Project Planton's Choice: Helm Chart Abstraction

Project Planton's ArgocdKubernetes resource abstracts the official Helm chart's values.yaml API, not the Operator's CRD.

Why Helm over the Operator?

  1. Widest Community Adoption: Helm is the de facto standard for installing Argo CD in production
  2. Full Configuration Surface: Provides 100% of the configuration granularity required for production
  3. Direct Abstraction: Avoids the anti-pattern of building an abstraction on top of another abstraction (the Operator)
  4. Stability: The Helm chart's API is mature and stable; the Operator introduces an additional moving part

The Planton API Philosophy: Our protobuf API is not a 1:1 mapping of the Helm values. Instead, it's a structured, opinionated API that abstracts user intent. For example:

  • ha.enabled: true in our API translates to setting multiple Helm keys: controller.replicas, repoServer.replicas, redis-ha.enabled
  • sso and rbac_policies fields abstract the complex multi-line string configurations in configs.cm and configs.rbac
  • Default SSL Passthrough Ingress pattern with simple hostname and TLS secret configuration

This simplifies the user experience and enforces production best practices by default, while still allowing advanced users to pass through custom Ingress annotations or override specific Helm values for specialized use cases.

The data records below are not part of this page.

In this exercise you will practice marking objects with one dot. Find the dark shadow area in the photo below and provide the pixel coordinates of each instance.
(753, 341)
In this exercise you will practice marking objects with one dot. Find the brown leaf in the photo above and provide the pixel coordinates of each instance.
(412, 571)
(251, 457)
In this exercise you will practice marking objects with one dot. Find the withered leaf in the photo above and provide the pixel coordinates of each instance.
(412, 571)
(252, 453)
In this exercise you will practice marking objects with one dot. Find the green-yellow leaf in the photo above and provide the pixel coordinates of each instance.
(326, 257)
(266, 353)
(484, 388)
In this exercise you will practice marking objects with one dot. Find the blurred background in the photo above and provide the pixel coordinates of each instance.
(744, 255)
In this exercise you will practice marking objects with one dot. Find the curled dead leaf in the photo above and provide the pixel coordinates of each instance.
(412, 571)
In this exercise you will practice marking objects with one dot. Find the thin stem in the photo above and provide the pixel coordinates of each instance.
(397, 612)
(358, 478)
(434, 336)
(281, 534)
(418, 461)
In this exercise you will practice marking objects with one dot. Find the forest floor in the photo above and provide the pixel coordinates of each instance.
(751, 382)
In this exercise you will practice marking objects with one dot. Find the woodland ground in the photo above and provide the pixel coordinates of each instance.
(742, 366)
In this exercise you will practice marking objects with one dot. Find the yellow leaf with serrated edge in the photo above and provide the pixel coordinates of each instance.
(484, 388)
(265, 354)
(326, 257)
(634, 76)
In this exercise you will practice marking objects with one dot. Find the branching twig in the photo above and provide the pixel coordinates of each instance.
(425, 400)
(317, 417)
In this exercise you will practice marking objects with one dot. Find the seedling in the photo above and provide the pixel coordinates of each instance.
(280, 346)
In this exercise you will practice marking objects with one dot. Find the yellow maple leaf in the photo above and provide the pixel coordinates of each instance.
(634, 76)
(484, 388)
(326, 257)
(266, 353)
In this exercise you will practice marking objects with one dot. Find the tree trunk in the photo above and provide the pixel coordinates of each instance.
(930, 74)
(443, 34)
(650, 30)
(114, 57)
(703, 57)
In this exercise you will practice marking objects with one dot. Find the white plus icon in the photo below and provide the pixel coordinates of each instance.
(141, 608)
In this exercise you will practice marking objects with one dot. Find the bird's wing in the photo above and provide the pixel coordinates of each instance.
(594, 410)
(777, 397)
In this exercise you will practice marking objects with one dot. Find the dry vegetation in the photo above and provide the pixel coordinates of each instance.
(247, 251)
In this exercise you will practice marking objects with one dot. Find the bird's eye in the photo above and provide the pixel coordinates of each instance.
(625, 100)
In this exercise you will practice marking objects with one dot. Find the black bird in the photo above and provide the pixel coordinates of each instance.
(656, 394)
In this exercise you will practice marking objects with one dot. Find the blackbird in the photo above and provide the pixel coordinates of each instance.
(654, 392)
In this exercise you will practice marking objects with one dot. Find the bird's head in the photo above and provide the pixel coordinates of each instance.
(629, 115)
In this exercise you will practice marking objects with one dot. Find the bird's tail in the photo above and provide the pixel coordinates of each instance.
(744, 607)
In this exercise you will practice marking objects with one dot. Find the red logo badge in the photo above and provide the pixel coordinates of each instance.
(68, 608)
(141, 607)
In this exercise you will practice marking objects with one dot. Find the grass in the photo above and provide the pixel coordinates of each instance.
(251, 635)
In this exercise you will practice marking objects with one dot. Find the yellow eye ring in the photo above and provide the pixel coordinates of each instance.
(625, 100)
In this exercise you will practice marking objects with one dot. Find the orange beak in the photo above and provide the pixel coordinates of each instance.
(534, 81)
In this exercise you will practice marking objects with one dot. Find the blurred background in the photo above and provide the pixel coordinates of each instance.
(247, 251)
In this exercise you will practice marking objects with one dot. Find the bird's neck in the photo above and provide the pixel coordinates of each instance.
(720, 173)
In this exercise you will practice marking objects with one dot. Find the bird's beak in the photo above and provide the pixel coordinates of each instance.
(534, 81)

Licensing and Distribution

License: Argo CD is licensed under Apache 2.0, a permissive open-source license that allows for commercial use, modification, and distribution. Fully compatible with open-source platforms like Project Planton.

Container Images: Official images are hosted at quay.io/argoproj/argocd. Critical note: Images on Docker Hub are deprecated and no longer updated—always use the quay.io registry.

Commercial Offerings:

  • Akuity: Primary commercial vendor for Argo CD, co-founded by Argo project creator Jesse Suen. Offers managed, enterprise-grade Argo CD platform.
  • Red Hat OpenShift GitOps: Commercially supported, packaged version of the Argo CD Operator, deeply integrated into the OpenShift platform.

Conclusion: The GitOps Meta-Lesson

There's a certain elegance in using Argo CD to manage Argo CD itself—the App of Apps pattern taken to its logical conclusion. But before achieving that GitOps nirvana, you must first deploy Argo CD in a way that's reliable, secure, and maintainable.

The path from "getting started" to production-ready is not about adding complexity for its own sake. It's about understanding that the control plane for your entire deployment infrastructure deserves the same rigor you apply to your applications: high availability, strong authentication, declarative configuration, and infrastructure as code.

Helm provides the robust package management foundation for this journey. The Operator offers an alternative for fully automated lifecycle management. Kustomize serves teams committed to patch-based workflows. And raw manifests... well, they serve as a reminder that "simple to start" doesn't always mean "safe to run."

Project Planton abstracts the Helm chart—the production standard—while providing the structured, opinionated API that makes production best practices the default, not an afterthought. Because the best platform is one where doing the right thing is also the easiest thing.